Corals have very few defenses against crown of thorns starfish (COTS). Their shape may partially protect them, especially species with long, closely spaced branches that are inaccessible to the stomach of the starfish. There are also a few species they tend to avoid, such as the finger coral (Porites cylindrica) and Porites rus. Defensive mechanisms of scleractinian corals also include nematocysts, mesenterial filaments, secondary metabolites, and the antagonistic behavior of coral symbionts.

fields of finger coral porites cylindrica a species not eaten by COTS
Fields of finger coral Porites cylindrical, a species not eaten by COTS.

While cleaning up COTS from a shallow fore reef, there was another coral that appeared to be avoided, at least in this location. We were removing starfish from an area with very high coral cover made up predominantly of two species – a type of table acroporid (Acropora hyacinthus) and a cauliflower coral (Pocillopora verrucosa).
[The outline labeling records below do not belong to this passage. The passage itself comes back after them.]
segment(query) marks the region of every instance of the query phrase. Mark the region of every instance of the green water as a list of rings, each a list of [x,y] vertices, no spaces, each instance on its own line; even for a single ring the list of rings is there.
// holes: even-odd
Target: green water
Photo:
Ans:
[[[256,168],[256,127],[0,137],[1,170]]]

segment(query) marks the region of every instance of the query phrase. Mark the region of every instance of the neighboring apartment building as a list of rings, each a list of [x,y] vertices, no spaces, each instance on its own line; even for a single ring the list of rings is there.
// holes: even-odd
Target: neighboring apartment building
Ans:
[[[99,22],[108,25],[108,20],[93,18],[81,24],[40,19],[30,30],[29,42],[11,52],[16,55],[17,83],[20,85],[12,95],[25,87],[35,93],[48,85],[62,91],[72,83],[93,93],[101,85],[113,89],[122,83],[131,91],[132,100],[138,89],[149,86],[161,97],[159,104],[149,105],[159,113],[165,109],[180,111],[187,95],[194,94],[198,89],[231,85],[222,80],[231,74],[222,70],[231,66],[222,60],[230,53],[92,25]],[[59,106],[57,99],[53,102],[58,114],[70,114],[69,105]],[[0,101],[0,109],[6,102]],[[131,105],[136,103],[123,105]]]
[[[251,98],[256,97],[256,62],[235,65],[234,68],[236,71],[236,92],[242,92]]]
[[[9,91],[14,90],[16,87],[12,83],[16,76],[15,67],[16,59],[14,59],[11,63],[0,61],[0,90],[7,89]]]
The starfish fed preferentially on the acroporids, avoiding Pocillopora. We’ve seen them eat this coral in other locations, but often it is avoided.

drupella acrop humilis
Drupella, Acropora humilis.

Under one of the table corals, there were seven starfish. I pulled these out from underneath the coral and added them to the pile I would later transfer to my collection bag. As I began bagging the starfish, I noticed that the first one I had removed had begun to escape, crawling over a colony of Pocillopora. The starfish appeared to be having a difficult time moving over the coral, however. On closer inspection I observed several small red crabs that had emerged from the base of the coral and were pinching the arms of the starfish and nipping off tube feet.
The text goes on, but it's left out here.